Another kind of workflow is "master-replica discovery". Master node of some island may fail at any time, and in this case, one of the replicas will be promoted to become the new master. Although the failover and replica promotion is not a part of Ent Framework (it's a feature of the replication toolset, like repmgr or AWS RDS), Ent Framework needs to react on the promotion promptly and with no downtime.
During the reblancing, the tool (such as pg-microsharding) determines, what would be an optimal distribution of microshards across islands (based on microshard sizes), and then performs a set of moves, in a controlled parallel way.
Rebalancing needs to run when you add a new island to the cluster, to evenly distribute microshards among islands.

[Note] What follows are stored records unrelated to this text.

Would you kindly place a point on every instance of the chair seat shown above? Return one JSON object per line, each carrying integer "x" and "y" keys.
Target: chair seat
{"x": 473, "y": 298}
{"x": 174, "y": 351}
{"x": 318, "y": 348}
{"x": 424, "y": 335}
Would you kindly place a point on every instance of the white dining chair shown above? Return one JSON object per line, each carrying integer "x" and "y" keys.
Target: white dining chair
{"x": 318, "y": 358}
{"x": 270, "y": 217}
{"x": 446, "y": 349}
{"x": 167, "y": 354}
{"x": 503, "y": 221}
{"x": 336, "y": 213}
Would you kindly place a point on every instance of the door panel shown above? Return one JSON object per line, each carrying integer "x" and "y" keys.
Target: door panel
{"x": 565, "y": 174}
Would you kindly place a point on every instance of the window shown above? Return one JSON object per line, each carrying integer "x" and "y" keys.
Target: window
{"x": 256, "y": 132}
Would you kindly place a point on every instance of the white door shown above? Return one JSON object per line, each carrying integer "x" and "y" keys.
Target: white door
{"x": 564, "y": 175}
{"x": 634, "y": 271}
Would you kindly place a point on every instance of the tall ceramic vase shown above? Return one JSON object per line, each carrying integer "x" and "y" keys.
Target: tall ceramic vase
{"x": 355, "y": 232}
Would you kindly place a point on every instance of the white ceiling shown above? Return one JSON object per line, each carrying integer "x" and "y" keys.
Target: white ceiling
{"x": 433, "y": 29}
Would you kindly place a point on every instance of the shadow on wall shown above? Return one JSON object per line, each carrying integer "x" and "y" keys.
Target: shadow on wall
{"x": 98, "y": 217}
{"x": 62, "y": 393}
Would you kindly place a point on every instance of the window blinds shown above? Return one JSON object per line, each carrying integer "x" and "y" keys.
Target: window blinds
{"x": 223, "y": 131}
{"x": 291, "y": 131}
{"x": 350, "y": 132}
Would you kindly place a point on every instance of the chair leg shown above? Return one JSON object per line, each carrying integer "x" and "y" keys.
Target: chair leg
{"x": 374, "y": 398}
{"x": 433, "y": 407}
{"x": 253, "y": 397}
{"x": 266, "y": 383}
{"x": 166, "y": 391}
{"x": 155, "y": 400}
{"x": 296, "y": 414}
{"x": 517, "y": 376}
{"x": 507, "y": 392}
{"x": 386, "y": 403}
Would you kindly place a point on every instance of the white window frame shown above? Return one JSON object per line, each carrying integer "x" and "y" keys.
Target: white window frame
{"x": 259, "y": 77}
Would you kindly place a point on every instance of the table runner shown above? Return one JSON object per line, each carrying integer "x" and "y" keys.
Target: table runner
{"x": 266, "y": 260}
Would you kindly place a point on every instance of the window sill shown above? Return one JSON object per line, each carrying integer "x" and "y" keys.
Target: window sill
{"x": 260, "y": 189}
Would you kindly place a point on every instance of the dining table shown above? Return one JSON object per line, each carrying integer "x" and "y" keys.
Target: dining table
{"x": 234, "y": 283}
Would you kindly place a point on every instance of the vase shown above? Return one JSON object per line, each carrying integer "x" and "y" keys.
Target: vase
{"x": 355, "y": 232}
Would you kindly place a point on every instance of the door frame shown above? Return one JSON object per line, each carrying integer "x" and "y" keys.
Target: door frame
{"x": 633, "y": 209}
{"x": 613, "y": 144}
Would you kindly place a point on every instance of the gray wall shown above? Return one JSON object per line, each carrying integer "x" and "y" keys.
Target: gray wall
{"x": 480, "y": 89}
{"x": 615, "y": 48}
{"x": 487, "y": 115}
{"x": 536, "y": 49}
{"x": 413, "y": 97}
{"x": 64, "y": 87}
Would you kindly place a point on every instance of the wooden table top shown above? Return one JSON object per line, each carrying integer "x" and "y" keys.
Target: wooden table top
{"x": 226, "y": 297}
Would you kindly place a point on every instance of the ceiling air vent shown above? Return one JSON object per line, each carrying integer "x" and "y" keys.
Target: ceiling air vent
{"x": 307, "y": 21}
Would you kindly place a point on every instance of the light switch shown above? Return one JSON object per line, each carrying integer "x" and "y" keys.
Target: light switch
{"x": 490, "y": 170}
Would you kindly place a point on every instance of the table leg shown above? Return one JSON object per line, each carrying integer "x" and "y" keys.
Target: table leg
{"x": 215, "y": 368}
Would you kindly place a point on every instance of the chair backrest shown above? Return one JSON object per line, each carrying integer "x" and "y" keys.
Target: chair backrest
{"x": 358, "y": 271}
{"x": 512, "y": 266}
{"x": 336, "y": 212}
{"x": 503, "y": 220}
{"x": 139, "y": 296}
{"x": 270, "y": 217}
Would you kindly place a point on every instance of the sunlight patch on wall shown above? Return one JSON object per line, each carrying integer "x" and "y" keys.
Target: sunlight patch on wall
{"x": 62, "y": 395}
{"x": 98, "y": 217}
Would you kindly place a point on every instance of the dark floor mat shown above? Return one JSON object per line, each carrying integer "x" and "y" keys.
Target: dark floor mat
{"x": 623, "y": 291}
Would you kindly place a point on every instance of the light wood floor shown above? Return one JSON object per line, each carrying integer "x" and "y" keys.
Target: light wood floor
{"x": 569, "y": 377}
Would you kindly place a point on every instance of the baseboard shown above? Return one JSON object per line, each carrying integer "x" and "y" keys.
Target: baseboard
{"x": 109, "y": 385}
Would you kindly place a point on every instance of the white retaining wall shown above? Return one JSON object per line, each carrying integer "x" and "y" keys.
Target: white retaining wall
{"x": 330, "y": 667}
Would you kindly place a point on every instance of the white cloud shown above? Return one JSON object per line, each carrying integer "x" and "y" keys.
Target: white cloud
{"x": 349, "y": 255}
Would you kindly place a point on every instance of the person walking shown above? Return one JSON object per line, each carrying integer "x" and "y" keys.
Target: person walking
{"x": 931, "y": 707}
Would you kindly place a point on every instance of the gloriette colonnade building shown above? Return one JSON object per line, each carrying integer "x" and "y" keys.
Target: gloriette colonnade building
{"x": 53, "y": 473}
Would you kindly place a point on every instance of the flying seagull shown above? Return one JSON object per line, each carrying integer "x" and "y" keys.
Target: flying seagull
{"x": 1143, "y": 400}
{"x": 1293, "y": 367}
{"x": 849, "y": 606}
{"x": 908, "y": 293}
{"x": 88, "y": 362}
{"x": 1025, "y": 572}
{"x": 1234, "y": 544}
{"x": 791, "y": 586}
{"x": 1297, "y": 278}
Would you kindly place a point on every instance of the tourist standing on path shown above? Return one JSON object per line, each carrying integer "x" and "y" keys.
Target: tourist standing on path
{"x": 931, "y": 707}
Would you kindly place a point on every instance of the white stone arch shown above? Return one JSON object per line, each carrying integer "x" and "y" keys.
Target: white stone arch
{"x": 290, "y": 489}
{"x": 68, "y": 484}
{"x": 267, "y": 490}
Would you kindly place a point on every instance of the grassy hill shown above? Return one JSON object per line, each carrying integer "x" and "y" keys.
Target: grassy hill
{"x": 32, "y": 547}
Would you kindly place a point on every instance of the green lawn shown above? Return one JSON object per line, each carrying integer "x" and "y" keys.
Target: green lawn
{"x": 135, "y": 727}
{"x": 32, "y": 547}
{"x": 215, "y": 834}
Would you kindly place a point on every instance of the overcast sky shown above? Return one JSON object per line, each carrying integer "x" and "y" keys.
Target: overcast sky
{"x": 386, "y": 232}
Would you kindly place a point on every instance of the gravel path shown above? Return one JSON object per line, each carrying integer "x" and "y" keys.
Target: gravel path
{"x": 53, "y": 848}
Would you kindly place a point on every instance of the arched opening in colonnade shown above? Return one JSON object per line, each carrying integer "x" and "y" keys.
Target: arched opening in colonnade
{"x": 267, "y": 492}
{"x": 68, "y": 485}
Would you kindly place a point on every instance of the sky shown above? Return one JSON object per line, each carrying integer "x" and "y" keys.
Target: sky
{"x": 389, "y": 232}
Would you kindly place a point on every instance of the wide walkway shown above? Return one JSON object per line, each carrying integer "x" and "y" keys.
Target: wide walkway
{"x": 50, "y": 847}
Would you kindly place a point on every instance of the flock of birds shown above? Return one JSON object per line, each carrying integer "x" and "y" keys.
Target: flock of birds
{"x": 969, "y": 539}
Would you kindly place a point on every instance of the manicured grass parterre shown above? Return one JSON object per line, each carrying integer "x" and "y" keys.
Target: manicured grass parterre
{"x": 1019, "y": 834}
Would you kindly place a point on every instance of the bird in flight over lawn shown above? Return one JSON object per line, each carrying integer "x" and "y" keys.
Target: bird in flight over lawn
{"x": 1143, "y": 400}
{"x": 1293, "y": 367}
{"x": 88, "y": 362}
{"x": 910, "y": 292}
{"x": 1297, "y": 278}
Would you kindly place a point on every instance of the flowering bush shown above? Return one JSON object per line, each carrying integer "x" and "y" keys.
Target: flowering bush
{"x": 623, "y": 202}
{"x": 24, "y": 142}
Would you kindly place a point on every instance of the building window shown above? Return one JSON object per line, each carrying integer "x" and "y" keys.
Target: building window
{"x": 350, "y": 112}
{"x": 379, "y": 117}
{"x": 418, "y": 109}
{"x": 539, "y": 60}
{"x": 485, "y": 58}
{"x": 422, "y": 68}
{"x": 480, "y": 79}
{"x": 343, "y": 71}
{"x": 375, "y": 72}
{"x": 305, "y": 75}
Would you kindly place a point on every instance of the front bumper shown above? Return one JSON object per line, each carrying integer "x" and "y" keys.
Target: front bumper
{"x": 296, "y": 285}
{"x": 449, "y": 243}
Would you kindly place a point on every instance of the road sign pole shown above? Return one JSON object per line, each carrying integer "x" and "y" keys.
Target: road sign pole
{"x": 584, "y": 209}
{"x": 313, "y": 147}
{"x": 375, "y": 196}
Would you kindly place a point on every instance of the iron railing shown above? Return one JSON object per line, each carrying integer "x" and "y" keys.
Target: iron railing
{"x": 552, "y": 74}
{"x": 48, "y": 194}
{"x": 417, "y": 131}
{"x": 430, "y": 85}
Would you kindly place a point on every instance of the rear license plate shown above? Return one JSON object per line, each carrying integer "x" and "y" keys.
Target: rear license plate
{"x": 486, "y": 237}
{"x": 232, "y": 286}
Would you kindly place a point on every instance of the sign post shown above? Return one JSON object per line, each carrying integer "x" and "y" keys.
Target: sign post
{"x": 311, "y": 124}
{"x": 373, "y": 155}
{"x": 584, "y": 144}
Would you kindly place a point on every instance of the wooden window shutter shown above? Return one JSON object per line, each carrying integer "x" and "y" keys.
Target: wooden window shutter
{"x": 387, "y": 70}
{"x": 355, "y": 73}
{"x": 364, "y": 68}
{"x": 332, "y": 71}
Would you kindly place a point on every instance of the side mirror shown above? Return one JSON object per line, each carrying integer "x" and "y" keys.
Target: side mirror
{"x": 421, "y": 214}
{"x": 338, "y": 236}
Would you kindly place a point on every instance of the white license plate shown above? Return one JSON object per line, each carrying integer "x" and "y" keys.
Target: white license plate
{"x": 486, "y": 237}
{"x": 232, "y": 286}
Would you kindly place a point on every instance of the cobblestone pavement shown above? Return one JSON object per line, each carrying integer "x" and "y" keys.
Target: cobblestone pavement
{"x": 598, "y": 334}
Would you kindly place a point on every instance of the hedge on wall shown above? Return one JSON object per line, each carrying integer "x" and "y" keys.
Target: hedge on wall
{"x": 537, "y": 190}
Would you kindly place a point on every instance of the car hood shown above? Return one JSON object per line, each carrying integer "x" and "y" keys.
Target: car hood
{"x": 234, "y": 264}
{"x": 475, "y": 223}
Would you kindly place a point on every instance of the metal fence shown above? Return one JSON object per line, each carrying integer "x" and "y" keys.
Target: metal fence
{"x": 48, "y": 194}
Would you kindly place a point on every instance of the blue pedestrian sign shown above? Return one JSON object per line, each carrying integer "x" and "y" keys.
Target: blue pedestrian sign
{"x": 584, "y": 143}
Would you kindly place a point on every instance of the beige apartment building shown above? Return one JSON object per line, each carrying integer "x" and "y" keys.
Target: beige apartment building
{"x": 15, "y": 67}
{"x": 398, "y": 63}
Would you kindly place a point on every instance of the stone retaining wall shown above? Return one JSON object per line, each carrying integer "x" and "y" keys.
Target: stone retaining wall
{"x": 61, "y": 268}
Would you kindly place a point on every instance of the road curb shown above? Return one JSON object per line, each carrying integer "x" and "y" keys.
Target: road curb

Rebalancing is used to upgrade between the major PostgreSQL versions. First, all microshards are moved away from an island, then an empty island gets re-created from scratch, and then microshards are rebalanced back. (Or both of the above processes run in parallel.)
Although shards rebalancing is not a part of Ent Framework (you can use e.g. pg-microsharding tool), the engine still needs to be aware of a temporary "blip" which appears when a shard is deactivated on an old island, but is not yet activated on a new one.